That's easy. And moreover, its a bigger threat. With a Huawei phone, the Chinese government has control over everything from the processor to the userspace software. With a small piece of silicon in a fab, the threat surface is much smaller; they'd have to sneak it in against Apple's will, past all of Apple's American-loyal QA.
In the software world, we tend to think about security as an absolute, because computer logic is absolute. In the real world, security is probabilities. How can you minimize the chance of breach while minimizing costs.
>What doesn't add up is that, in the real world, you can't protect against every threat model. Its their job to protect the best they can. They can't tell Apple to stop building their phones in China, but they can simply say "Don't buy Huawei".
If the 'threat' was real, that makes as much sense as hardening one door in your house, when you have 4 other doors because "you can't protect against every threat model".
No. It makes as much sense as securing the 4 doors because that's a relatively cost efficient way to implement basic security. But let's avoid strengthening all the walls with a titanium alloy to protect us when the threat brings a bulldozer to get in. That's expensive.
Asking Apple to manufacturer their phones outside of the US is a highly expensive action.
And the pictures of NSA employees opening parcels to modify the hardware before it gets shipped to certain targets immediatly comes to my mind.

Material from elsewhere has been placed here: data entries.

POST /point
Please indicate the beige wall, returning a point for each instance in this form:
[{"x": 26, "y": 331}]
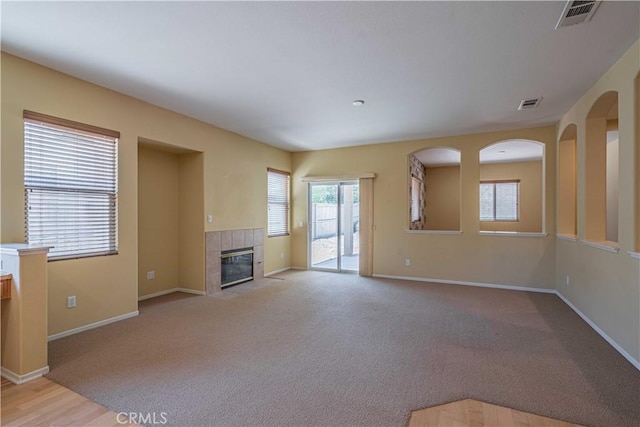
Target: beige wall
[
  {"x": 442, "y": 198},
  {"x": 605, "y": 286},
  {"x": 530, "y": 209},
  {"x": 471, "y": 257},
  {"x": 158, "y": 220},
  {"x": 191, "y": 268},
  {"x": 566, "y": 214},
  {"x": 235, "y": 183}
]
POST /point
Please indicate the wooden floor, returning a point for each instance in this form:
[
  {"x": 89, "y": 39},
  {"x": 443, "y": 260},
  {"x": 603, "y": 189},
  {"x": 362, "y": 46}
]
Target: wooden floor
[
  {"x": 472, "y": 413},
  {"x": 42, "y": 402}
]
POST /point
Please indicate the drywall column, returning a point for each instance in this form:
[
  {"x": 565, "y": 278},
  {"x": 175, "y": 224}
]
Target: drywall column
[{"x": 24, "y": 316}]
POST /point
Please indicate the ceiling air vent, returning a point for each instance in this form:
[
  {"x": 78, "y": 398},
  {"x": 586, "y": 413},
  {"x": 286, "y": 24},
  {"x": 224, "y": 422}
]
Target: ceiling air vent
[
  {"x": 577, "y": 12},
  {"x": 526, "y": 104}
]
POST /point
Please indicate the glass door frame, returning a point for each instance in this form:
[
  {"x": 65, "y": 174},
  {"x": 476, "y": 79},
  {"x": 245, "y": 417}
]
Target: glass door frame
[{"x": 339, "y": 203}]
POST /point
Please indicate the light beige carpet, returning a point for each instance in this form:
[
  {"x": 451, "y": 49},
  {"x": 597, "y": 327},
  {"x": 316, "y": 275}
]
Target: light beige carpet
[{"x": 323, "y": 349}]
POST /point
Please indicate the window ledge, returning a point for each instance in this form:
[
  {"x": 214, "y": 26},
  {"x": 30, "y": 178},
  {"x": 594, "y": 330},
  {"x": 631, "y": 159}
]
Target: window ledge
[
  {"x": 569, "y": 237},
  {"x": 442, "y": 232},
  {"x": 512, "y": 234},
  {"x": 605, "y": 246}
]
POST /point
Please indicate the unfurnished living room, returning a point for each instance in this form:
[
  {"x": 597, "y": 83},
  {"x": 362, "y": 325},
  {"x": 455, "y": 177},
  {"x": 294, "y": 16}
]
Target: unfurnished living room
[{"x": 320, "y": 213}]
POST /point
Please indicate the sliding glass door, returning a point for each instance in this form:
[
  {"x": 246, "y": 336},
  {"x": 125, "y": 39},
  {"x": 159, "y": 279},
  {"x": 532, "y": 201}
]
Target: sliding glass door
[{"x": 334, "y": 226}]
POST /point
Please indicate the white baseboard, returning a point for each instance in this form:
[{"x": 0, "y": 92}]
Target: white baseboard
[
  {"x": 606, "y": 337},
  {"x": 191, "y": 291},
  {"x": 21, "y": 379},
  {"x": 595, "y": 327},
  {"x": 476, "y": 284},
  {"x": 170, "y": 291},
  {"x": 91, "y": 326},
  {"x": 271, "y": 273}
]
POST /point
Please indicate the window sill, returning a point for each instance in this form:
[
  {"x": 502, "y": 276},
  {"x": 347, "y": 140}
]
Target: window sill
[
  {"x": 441, "y": 232},
  {"x": 569, "y": 237},
  {"x": 605, "y": 246},
  {"x": 512, "y": 234},
  {"x": 278, "y": 235}
]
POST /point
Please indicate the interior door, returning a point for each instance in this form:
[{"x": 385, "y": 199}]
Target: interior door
[{"x": 334, "y": 226}]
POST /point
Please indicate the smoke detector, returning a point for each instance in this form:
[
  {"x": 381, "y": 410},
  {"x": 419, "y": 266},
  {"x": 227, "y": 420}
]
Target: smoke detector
[
  {"x": 529, "y": 103},
  {"x": 577, "y": 12}
]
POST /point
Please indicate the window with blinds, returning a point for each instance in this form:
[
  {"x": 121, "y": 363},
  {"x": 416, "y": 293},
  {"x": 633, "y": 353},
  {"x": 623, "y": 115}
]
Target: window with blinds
[
  {"x": 71, "y": 183},
  {"x": 499, "y": 200},
  {"x": 415, "y": 199},
  {"x": 277, "y": 203}
]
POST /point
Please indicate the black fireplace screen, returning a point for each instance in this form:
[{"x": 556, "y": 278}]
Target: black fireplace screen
[{"x": 237, "y": 266}]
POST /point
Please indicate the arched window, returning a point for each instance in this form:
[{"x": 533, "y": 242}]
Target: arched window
[
  {"x": 434, "y": 189},
  {"x": 601, "y": 223},
  {"x": 512, "y": 186},
  {"x": 567, "y": 182}
]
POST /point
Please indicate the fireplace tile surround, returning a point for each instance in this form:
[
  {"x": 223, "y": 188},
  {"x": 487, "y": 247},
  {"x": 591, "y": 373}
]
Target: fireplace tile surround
[{"x": 218, "y": 241}]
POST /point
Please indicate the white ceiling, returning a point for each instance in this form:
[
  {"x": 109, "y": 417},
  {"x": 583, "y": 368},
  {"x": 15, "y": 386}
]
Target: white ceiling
[
  {"x": 514, "y": 150},
  {"x": 434, "y": 157},
  {"x": 285, "y": 73}
]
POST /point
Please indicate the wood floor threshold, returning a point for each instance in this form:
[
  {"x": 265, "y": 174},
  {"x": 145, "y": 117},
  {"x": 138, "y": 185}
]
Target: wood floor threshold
[
  {"x": 42, "y": 402},
  {"x": 474, "y": 413}
]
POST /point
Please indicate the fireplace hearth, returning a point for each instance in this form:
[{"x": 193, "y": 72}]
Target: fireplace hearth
[
  {"x": 236, "y": 266},
  {"x": 229, "y": 241}
]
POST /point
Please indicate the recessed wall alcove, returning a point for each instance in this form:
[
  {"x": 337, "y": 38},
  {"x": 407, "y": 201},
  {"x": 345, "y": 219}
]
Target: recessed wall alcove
[
  {"x": 511, "y": 186},
  {"x": 567, "y": 182},
  {"x": 601, "y": 212},
  {"x": 434, "y": 189}
]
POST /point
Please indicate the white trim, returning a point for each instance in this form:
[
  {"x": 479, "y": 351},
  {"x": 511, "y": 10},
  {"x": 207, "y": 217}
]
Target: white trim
[
  {"x": 595, "y": 327},
  {"x": 271, "y": 273},
  {"x": 22, "y": 249},
  {"x": 512, "y": 234},
  {"x": 157, "y": 294},
  {"x": 191, "y": 291},
  {"x": 463, "y": 283},
  {"x": 91, "y": 326},
  {"x": 606, "y": 337},
  {"x": 568, "y": 237},
  {"x": 603, "y": 246},
  {"x": 338, "y": 177},
  {"x": 21, "y": 379},
  {"x": 170, "y": 291},
  {"x": 448, "y": 232}
]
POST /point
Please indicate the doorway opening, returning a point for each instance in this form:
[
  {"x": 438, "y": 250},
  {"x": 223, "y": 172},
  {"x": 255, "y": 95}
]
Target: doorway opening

That being said if you don’t control the software, modifying manually a handful of devices doesn’t scale. If you modify all of them the chance that you will be spotted is very high. If you control the software and it is encrypted / not readable, you can backdoor all devices of a whole country. So I can see how it is a step up in term of threat level.
If Huawei and ZTE put in back doors, and the CIA/FBI/NSA wants into your phone, then you'd expect they would want you to have a Huawei phone. After all, as oft repeated here, a backdoor is accessible to anybody, no matter who it was put in for.
Not necessarily. If there is a hardware vulnerability specified by the Chinese government, the NSA would not want you to use that phone. They'd rather keep China from having the easy option and then compromise your info another way (that presumably makes it more difficult for China to get your info).
Samsung is South Korean, a US ally and SIGINT partner. Modify the argument to, "the government is saying not to use any phones that are not from the US or its puppet states."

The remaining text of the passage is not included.